Years ago, a mother and daughter came to me seeking adjunctive cancer care.
Both mother and daughter had Stage 4 breast cancer that had progressed to their bones and brains. They had discontinued the conventional treatment that had failed them, and were looking for alternative paths to move on.
I recommended a number of treatments, most of which they rejected. Amazingly, neither mother or daughter were experiencing pain. When I asked how it was possible, they confided that they were sustained by their faith in God.
They told me that they were part of a close-knit community of committed Christians who cared and prayed for them, even as they, too, were deeply engaged in service and caring for and praying for others.
The weeks turned to months and years, and still they were active and to all appearances well, even though their bodies continued to harbor multiple tumors.
They moved away and we lost touch, but I vividly remember the mother and daughter whose faith convinced them that God would not have placed them in this situation, if it was not for their highest good.
Those of us who have committed ourselves to a serious spiritual practice are sustained by a conviction that wherever we find ourselves is where we need to be, and that every circumstance of our lives is divinely intended to give us opportunities to expand our hearts.
Speaking of our faith in rational terms is a reasonable first step, but there will be times when our faith is tested, and cancer diagnosis is a doozy of a spiritual test.
Cancer strikes fear in the stoutest heart. I doubt that anyone would choose cancer as a spiritual growth path. Yet many of our patients tell us they’ve been transformed by the experience of dealing with cancer.
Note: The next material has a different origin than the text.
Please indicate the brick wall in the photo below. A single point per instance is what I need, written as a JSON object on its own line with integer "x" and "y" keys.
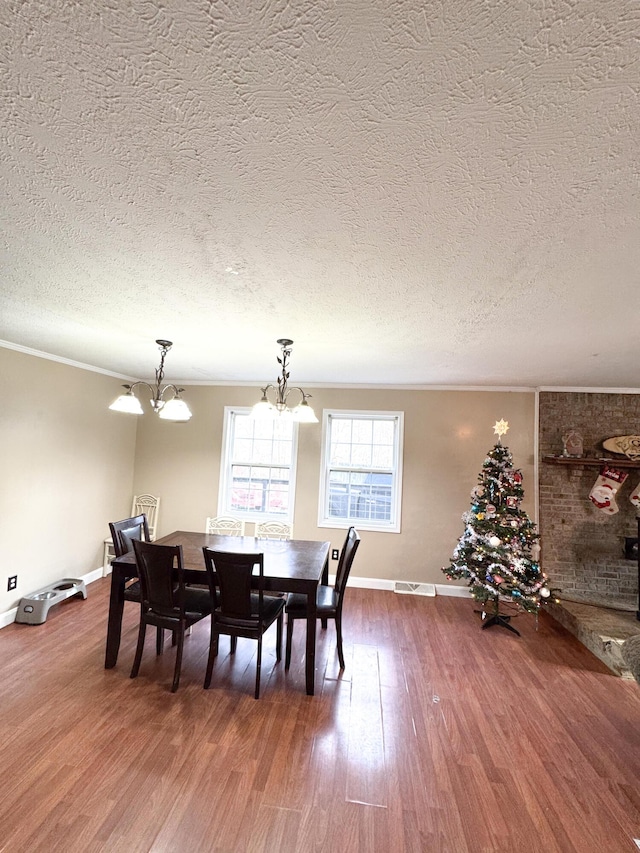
{"x": 582, "y": 547}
A current Stage 4 patient of ours inspires us every time she visits our office. She beams her heartfelt smiles and tells us how blessed she feels.
She has expressed the same joyful attitude through multiple hospitalizations and procedures. There is no aura of victimhood about her, and she never disparages the conventional treatments she’s endured. She feels her chemotherapy and surgical interventions are blessed by God, no less than her Vitamin C infusions and supplements.
She feels blessed to be able to cheer up our patients and cheer them on, and to offer solace wherever it’s needed.
Our cancer patients who seem to do extremely well are never praying that their cancer be miraculously removed, but that they might align themselves more perfectly with God’s will, and express more fully His love and compassion.
We’ve seen how these wonderful patients are healed on deep levels of their being, and how, on admittedly rare occasions, their cancers have miraculously vanished.